Robinson’s conclusion is that it is von Balthasar’s theology which offers the best way to hold together that twofold movement of descent from and ascent back to God, both of which are crucial to a recovery of human dignity. He goes on to show how this theme has influenced current Catholic thinking, particularly through von Balthasar’s friend and colleague, Cardinal Ratzinger, now Pope Benedict XVI. At the same time he also wants to affirm that the interest in this issue arises from a genuinely ecumenical conversation to which these two notable Protestant theologians, Barth and Moltmann have made their own distinctive contributions.

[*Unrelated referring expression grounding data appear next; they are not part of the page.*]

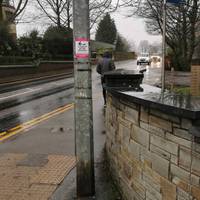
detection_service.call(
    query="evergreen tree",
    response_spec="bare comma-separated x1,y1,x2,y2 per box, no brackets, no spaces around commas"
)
116,35,130,52
17,30,43,58
43,26,73,58
95,13,117,45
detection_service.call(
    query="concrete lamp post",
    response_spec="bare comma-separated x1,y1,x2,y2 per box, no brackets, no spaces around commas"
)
73,0,95,198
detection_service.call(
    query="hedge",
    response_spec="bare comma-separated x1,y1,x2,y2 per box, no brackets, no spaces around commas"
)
0,55,73,65
0,56,34,65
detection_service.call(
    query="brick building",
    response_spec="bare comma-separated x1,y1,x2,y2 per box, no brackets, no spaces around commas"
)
2,0,17,39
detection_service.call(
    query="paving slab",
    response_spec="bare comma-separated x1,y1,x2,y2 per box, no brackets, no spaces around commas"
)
0,153,76,200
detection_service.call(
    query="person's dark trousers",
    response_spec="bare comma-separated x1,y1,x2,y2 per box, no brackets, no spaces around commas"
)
101,76,106,105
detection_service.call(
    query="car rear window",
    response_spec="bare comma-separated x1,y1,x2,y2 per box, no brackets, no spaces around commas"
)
141,54,149,57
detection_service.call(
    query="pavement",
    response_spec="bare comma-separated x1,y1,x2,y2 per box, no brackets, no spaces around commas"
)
0,153,76,200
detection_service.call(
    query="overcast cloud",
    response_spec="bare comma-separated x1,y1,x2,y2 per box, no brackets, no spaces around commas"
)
16,3,161,47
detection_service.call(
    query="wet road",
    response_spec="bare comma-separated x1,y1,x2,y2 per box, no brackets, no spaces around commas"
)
0,77,74,133
0,60,161,144
116,59,161,86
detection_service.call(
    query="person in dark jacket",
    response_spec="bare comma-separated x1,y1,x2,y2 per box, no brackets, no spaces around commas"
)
96,51,115,105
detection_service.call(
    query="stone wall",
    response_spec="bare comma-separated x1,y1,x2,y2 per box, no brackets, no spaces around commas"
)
114,52,136,61
106,93,200,200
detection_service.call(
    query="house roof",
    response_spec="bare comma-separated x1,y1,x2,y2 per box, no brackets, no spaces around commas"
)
90,40,115,52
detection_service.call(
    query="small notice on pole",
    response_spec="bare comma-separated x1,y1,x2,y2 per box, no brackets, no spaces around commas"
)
75,38,89,59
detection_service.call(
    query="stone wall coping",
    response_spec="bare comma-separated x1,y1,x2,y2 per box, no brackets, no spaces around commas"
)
107,84,200,120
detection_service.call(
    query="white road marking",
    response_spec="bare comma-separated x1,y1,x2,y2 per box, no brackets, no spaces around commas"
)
53,80,73,86
0,88,42,101
27,88,42,92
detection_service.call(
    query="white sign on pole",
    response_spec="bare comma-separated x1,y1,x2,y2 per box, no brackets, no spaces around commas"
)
75,38,89,59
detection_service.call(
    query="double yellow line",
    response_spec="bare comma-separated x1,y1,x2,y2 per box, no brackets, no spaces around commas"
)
0,103,74,142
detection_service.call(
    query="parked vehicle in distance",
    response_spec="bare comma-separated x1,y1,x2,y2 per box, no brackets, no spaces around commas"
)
150,55,161,63
137,53,151,65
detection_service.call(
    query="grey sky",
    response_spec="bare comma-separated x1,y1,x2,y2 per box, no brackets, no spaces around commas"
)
111,13,161,46
16,4,161,47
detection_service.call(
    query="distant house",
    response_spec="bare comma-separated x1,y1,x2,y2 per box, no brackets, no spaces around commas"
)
90,40,115,58
1,0,17,39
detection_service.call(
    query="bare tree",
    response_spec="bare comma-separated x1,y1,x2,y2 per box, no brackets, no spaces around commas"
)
89,0,119,29
121,0,200,71
34,0,120,29
35,0,72,28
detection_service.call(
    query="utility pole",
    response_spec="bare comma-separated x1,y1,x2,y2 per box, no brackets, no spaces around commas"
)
161,0,167,93
73,0,95,198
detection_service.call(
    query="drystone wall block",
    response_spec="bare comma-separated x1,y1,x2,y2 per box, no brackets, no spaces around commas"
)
119,177,136,200
166,132,192,149
177,187,192,200
148,124,165,138
124,106,139,125
143,164,161,185
111,96,122,109
191,174,200,186
194,143,200,154
191,185,200,200
149,115,172,132
174,128,192,141
150,108,180,124
118,116,132,129
142,173,161,192
151,152,170,179
191,152,200,176
123,160,132,181
121,99,139,110
179,147,192,171
181,118,193,130
119,124,131,148
117,110,124,118
140,106,149,123
131,125,150,148
140,146,152,168
150,144,171,161
140,121,149,131
131,181,146,199
145,183,162,200
171,164,190,183
172,177,190,193
171,154,178,165
160,177,176,200
173,123,181,128
146,191,160,200
131,163,143,183
151,134,178,155
129,139,140,161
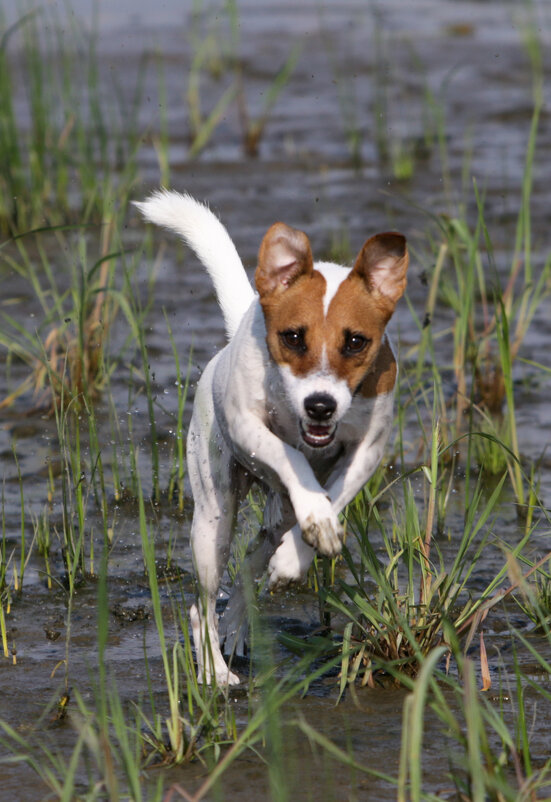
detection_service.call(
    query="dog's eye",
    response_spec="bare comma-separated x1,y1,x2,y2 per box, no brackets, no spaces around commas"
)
280,328,306,353
342,331,370,356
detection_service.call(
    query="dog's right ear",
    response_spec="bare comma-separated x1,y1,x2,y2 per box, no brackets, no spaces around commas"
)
255,223,313,296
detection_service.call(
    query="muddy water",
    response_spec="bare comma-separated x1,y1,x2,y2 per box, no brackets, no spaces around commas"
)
1,1,551,799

My own reflection, as a Methodist who has studied both Barth and von Balthasar in some depth, is to welcome that ecumenical conversation and re-awakening of interest in human dignity. I recognise much of Robinson’s analysis of the relationship between Barth and von Balthasar and its creative impact on both theologians, though my own studies would suggest that their dispute over analogy is at least as important as their reading of Augustine. My sense is that his chapter dealing with Moltmann suffers slightly by comparison because there is not the same sense of dialogue and relationship as there is between the other two, for all that Moltmann serves as a useful counter-balance in the development of Robinson’s own thesis. I also wonder whether Barth himself might offer his own challenge in response to what (from a Protestant perspective at least) still appears a highly ecclesial reading of the human response to divine grace. But in drawing ecumenical attention to an important issue which goes right to the heart of these three great twentieth century theologians, Robinson’s study has much to commend it and deserves to be widely read.
The reviewer, Revd. Dr. Stephen Wigley is a Methodist minister and Chair of the Wales Synod.